The alliance, with over 1 million members from 360 Hong Kong organizations, launched an online petition to support the bill in April. More than 930,000 Hong Kong residents have signed in support as of press time.

The US was the first foreign country to comment on the bill after the Hong Kong Special Administrative Region (SAR) government submitted it to the Legislative Council, or LegCo, in March. 

The US State Department expressed "grave concern" over the bill and House Speaker Nancy Pelosi vowed to review Hong Kong's special trading privileges if the bill gets passed. US allies, including Britain, Canada and Australia, followed suit. 

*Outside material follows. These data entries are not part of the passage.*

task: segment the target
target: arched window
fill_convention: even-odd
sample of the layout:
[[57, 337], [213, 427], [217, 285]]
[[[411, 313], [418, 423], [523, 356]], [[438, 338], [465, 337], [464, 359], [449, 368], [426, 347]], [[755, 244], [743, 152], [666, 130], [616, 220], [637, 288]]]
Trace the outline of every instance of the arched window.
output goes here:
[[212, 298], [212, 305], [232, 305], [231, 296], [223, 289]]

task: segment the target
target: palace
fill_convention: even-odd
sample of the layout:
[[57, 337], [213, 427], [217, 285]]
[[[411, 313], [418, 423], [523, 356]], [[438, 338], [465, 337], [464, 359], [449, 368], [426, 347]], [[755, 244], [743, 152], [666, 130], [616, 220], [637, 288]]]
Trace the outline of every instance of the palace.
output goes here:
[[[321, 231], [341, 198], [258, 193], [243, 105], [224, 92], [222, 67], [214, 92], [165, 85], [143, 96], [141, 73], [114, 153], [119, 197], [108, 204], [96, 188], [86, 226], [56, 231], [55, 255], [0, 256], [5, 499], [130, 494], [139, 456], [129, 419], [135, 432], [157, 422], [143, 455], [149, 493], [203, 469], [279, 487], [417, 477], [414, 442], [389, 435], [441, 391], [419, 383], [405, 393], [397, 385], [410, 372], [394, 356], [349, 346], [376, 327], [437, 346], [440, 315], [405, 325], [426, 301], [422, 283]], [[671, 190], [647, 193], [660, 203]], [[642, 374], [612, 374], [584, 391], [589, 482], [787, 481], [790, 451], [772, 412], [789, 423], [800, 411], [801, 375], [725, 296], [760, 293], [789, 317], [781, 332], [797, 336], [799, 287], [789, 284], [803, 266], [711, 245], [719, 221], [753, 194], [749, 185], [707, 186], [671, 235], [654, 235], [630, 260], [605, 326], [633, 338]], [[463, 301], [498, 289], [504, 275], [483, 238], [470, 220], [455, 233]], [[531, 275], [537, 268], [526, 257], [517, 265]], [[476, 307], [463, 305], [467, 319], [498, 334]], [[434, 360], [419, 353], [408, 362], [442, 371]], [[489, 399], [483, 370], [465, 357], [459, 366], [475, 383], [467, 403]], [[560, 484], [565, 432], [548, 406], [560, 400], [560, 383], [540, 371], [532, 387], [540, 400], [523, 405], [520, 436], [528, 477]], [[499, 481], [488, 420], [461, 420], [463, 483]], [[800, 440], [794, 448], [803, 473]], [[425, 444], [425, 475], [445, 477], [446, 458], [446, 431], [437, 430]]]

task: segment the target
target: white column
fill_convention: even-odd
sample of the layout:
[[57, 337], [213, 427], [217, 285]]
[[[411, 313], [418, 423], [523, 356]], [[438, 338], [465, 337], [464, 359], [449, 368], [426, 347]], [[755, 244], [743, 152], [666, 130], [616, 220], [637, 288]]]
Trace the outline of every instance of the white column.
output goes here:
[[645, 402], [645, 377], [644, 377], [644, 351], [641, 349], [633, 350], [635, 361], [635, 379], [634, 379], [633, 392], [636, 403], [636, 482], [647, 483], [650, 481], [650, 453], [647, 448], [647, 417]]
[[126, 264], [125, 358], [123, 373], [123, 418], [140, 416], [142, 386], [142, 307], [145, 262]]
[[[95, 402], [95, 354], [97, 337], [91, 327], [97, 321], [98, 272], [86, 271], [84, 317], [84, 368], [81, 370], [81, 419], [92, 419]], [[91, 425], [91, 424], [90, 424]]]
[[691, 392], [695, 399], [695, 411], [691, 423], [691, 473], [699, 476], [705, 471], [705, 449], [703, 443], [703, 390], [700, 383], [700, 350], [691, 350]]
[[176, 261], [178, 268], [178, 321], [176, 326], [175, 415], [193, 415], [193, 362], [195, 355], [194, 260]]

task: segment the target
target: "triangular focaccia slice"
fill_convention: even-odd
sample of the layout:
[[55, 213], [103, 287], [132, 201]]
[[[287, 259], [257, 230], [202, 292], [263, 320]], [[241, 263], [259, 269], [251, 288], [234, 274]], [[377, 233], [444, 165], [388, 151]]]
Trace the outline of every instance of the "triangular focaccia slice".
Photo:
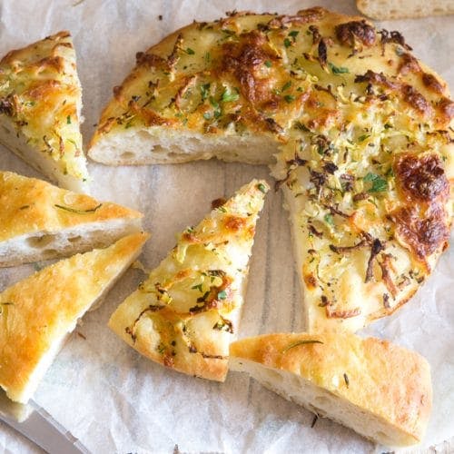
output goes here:
[[139, 255], [147, 233], [62, 260], [0, 293], [0, 387], [26, 403], [77, 321]]
[[171, 253], [117, 308], [110, 328], [156, 362], [222, 381], [267, 191], [265, 182], [254, 180], [197, 227], [186, 229]]
[[139, 54], [89, 153], [271, 163], [279, 149], [307, 329], [356, 331], [404, 304], [448, 245], [448, 96], [401, 35], [361, 17], [235, 13]]
[[0, 267], [105, 247], [139, 232], [143, 214], [0, 172]]
[[354, 334], [265, 334], [230, 347], [232, 370], [389, 447], [419, 443], [430, 416], [430, 369], [418, 353]]
[[87, 192], [81, 108], [68, 32], [11, 51], [0, 61], [0, 143], [62, 187]]

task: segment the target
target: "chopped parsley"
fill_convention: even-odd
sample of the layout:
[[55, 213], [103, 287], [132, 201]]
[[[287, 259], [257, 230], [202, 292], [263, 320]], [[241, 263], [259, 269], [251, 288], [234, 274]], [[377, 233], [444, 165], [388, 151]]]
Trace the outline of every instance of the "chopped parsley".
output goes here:
[[388, 189], [388, 182], [376, 173], [370, 172], [362, 179], [363, 182], [371, 183], [372, 185], [367, 190], [368, 192], [382, 192]]
[[225, 291], [224, 290], [222, 290], [218, 293], [218, 300], [225, 300], [226, 298], [227, 298], [227, 291]]
[[333, 74], [345, 74], [347, 73], [350, 73], [349, 68], [346, 68], [344, 66], [336, 66], [331, 62], [328, 63], [328, 65], [330, 66], [330, 69], [331, 70], [331, 73]]
[[285, 92], [285, 90], [287, 90], [288, 88], [290, 88], [291, 86], [291, 81], [289, 81], [289, 82], [286, 82], [283, 85], [282, 85], [282, 92]]
[[235, 88], [234, 91], [231, 91], [229, 87], [225, 87], [221, 101], [222, 101], [222, 103], [230, 103], [232, 101], [238, 101], [239, 99], [240, 94], [238, 93], [238, 88]]
[[325, 222], [327, 224], [334, 225], [334, 219], [332, 218], [332, 214], [328, 212], [323, 216], [323, 219], [325, 220]]
[[211, 84], [202, 84], [200, 87], [200, 94], [202, 95], [202, 100], [204, 101], [210, 95], [210, 85]]

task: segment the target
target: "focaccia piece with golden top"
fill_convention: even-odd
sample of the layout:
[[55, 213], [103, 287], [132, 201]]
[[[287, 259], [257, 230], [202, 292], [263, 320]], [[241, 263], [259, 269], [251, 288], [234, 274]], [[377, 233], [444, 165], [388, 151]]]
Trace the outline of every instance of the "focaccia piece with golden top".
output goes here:
[[0, 267], [105, 247], [142, 229], [134, 210], [12, 172], [0, 172]]
[[0, 61], [0, 143], [52, 182], [88, 191], [80, 133], [82, 89], [68, 32]]
[[147, 233], [64, 259], [0, 293], [0, 387], [26, 403], [77, 321], [139, 255]]
[[357, 331], [401, 307], [448, 246], [453, 117], [399, 32], [322, 8], [232, 13], [138, 54], [90, 155], [270, 163], [308, 331]]
[[[112, 315], [131, 347], [180, 372], [223, 381], [268, 185], [253, 180], [179, 235], [170, 254]], [[223, 201], [222, 201], [223, 202]]]
[[427, 360], [347, 332], [265, 334], [233, 342], [230, 368], [388, 447], [419, 443], [430, 416]]

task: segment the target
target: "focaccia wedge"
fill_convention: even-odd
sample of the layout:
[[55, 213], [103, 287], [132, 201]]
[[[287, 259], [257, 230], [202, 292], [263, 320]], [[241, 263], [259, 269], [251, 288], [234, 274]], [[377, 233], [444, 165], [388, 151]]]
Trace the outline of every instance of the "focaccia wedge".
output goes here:
[[114, 312], [109, 327], [153, 361], [223, 381], [268, 189], [253, 180], [180, 234], [170, 254]]
[[81, 108], [68, 32], [11, 51], [0, 61], [0, 143], [53, 183], [86, 192]]
[[232, 370], [388, 447], [419, 443], [430, 417], [428, 361], [348, 332], [265, 334], [230, 347]]
[[142, 230], [139, 212], [12, 172], [0, 172], [0, 267], [105, 247]]
[[89, 154], [269, 163], [307, 330], [354, 331], [401, 307], [448, 246], [454, 103], [410, 51], [322, 8], [194, 23], [137, 54]]
[[0, 387], [26, 403], [77, 321], [139, 255], [139, 232], [64, 259], [0, 293]]

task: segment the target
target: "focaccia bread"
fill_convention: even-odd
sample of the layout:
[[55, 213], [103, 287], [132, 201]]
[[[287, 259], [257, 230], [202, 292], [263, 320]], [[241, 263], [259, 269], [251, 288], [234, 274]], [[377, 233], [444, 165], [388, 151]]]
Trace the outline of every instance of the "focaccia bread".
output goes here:
[[388, 447], [419, 443], [430, 416], [429, 363], [387, 340], [347, 332], [265, 334], [233, 342], [230, 367]]
[[454, 103], [410, 50], [322, 8], [194, 23], [137, 54], [89, 154], [271, 164], [308, 331], [356, 331], [404, 304], [448, 246]]
[[223, 381], [238, 332], [255, 224], [268, 185], [254, 180], [217, 207], [120, 304], [109, 327], [180, 372]]
[[52, 182], [86, 192], [81, 108], [68, 32], [11, 51], [0, 61], [0, 143]]
[[0, 387], [31, 398], [66, 335], [139, 255], [147, 233], [44, 268], [0, 293]]
[[0, 172], [0, 267], [105, 247], [142, 230], [143, 214]]

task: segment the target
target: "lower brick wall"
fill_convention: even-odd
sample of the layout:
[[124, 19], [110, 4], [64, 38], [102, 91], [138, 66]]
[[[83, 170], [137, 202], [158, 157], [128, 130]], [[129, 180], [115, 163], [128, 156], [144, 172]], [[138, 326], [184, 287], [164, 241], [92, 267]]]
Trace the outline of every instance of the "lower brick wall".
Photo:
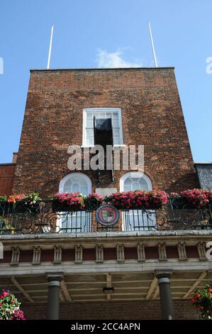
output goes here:
[[[23, 306], [28, 319], [45, 319], [46, 306]], [[190, 301], [174, 301], [174, 318], [199, 319]], [[79, 303], [60, 305], [62, 320], [157, 320], [161, 318], [160, 301]]]

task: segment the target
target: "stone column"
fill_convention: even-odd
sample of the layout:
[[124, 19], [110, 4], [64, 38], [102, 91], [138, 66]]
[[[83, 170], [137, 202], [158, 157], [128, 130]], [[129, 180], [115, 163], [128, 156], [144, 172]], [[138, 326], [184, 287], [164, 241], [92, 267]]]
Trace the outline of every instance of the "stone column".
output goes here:
[[59, 319], [60, 284], [62, 279], [62, 274], [61, 274], [48, 275], [49, 286], [46, 310], [47, 320]]
[[172, 271], [156, 270], [155, 273], [158, 279], [162, 318], [172, 320], [174, 317], [173, 302], [170, 289], [170, 276]]

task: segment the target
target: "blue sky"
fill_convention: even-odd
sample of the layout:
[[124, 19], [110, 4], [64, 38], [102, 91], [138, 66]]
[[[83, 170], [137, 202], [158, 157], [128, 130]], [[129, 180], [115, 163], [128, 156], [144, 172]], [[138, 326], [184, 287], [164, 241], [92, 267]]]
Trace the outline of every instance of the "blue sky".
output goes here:
[[18, 149], [30, 68], [174, 66], [195, 161], [212, 161], [211, 0], [1, 0], [0, 162]]

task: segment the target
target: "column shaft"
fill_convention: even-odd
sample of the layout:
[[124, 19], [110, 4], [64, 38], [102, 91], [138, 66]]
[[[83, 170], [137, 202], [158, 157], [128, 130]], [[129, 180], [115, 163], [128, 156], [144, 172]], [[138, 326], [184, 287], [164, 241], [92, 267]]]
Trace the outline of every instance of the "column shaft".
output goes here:
[[60, 307], [60, 277], [50, 277], [46, 318], [47, 320], [59, 319]]

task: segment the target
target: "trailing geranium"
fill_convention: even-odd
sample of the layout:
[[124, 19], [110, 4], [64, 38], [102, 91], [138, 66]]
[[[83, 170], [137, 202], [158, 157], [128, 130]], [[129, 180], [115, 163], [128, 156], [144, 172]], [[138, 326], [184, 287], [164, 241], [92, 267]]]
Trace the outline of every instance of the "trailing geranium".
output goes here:
[[2, 290], [0, 294], [0, 320], [26, 320], [20, 305], [21, 303], [9, 290]]
[[207, 284], [203, 290], [197, 290], [191, 302], [201, 313], [203, 319], [211, 320], [212, 317], [212, 284]]
[[135, 190], [115, 193], [106, 198], [119, 209], [159, 208], [167, 203], [168, 195], [162, 190]]
[[70, 207], [79, 207], [80, 209], [84, 208], [84, 196], [82, 193], [57, 193], [53, 195], [53, 199], [57, 200], [61, 204], [65, 204]]

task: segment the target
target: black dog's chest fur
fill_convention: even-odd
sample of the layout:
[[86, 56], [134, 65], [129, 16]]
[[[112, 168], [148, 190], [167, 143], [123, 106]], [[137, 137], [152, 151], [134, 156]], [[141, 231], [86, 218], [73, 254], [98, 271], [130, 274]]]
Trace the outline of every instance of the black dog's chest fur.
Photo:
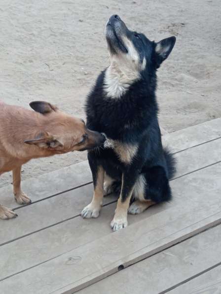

In the latest move, US Secretary of State Mike Pompeo said on Sunday that US President Donald Trump would raise the issue of Hong Kong human rights with Chinese leaders during the G20 summit in Japan this month.

Those moves come as radical opposition figures had gone to the US several times for help against the extradition bill, Wong said.

"Radical Hong Kong forces have spread leaflets everywhere that distort the bill and incite students who did not read the bill to join their protest," Wong, also a member of the National Committee of the Chinese People's Political Consultative Conference (CPPCC), said. 

One such leaflet obtained by Wang said that the bill could lead to unemployment, suppression of religion and cancellation of visa-free policies to other countries. 

However, none of those were actually mentioned in the bill. 

The SAR government has suspended the exercise to amend the Fugitive Offenders Ordinance and Mutual Legal Assistance in Criminal Matters Ordinance, which aims at plugging loopholes in Hong Kong's overall judicial mechanism.

The amendments, which allow Hong Kong to transfer fugitives to Taiwan and the Chinese mainland, were originally scheduled to be discussed at a LegCo meeting on June 12, but were postponed due to riots around the LegCo building last week. 

"Pressure from radical forces did not force the SAR government to suspend deliberations, but rather out of concerns over possible growing confrontation and public safety," Wong noted. 

Wong said the frequent US "concerns" over the bill have nothing to do with concern for Hong Kong, and Americans in Hong Kong are only interested in making money. 

"Only the SAR and central governments really care for Hong Kong, and Hong Kong residents have to identify who are our people and who are outsiders," Wong said. 

Wong believes that the protest will eventually die down, and said he is confident in Hong Kong's future and the SAR government, as the past 30 years have proven that Hong Kong is strong and able of resisting pressure.